Das rhythmische Gefüge der Walzermusik löst sich nach dem Einsatz der Klavierstimme ab Ziffer 55 auf. Udo Zimmermann verschiebt wie Alban Berg in den Walzern der Oper Wozzeck die Taktzeiten innerhalb der metrischen Grundstruktur gegeneinander (Beispiel S. 155-156).

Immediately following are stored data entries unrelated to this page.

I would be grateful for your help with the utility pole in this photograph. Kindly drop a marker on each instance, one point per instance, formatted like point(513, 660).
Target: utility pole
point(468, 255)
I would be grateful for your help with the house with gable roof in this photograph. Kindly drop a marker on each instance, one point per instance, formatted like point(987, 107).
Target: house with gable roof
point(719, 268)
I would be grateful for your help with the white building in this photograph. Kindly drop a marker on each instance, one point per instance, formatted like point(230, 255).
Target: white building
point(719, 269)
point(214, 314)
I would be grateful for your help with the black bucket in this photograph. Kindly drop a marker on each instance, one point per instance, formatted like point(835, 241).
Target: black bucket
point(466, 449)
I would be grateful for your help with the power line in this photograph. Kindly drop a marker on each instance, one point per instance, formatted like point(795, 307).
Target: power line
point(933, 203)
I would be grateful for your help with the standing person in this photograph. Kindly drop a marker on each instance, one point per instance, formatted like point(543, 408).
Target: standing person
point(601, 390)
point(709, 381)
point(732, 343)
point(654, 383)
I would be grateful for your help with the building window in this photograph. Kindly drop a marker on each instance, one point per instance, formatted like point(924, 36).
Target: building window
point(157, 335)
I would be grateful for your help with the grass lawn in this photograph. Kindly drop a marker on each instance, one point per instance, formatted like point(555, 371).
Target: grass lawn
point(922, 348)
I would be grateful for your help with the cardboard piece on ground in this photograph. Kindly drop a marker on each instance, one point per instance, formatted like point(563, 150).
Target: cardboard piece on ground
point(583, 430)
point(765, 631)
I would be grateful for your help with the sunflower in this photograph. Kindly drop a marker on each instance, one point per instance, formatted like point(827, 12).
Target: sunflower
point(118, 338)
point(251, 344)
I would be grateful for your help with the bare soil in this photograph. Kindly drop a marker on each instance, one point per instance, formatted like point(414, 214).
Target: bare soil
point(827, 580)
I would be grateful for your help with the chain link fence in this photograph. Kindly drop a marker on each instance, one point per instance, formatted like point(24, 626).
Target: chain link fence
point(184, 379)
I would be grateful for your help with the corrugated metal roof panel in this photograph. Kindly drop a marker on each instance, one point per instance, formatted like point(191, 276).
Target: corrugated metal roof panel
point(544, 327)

3.5 Seelische Landschaft des Walzers


Weder beabsichtigte noch ganz zufällige Übereinstimmungen finden sich zwischen den Texten zum Monodram Erwartung von Arnold Schönberg und zur Kammeroper Weiße Rose von Udo Zimmermann. Sie betreffen im besonderen die Landschaftsschilderungen. Als Sinnbild der Todeserwartung und der Todesangst fungiert die mondbeschienene leere Straße. Die in der Perspektive sich verlierende Linie - Weg, Wegspur, Fluß, Ufer, Meeresküste, Eisenbahnlinie - ist zugleich Strukturmerkmal impressionistischer Landschaftsmalerei bis hin zur neoimpressionistischen Bewegung. Sie erscheint als Koordinate der subjektiven, erinnerten Zeit im Bilde, die innere Landschaft im Spiegel der äußeren als Abbild der Struktur von Erfahrungen in einer konkreten Kultur und Gesellschaft. In den späteren Werken Edvard Munchs tritt das Gesicht solcher Erfahrungen als Angst und Verzweiflung aus Einsamkeit zutage. Ihnen entsprechen die Schönbergschen Selbstporträts. Das menschliche Gesicht gleicht hier wie dort einer musikalisch empfundenen impressionistischen Landschaft.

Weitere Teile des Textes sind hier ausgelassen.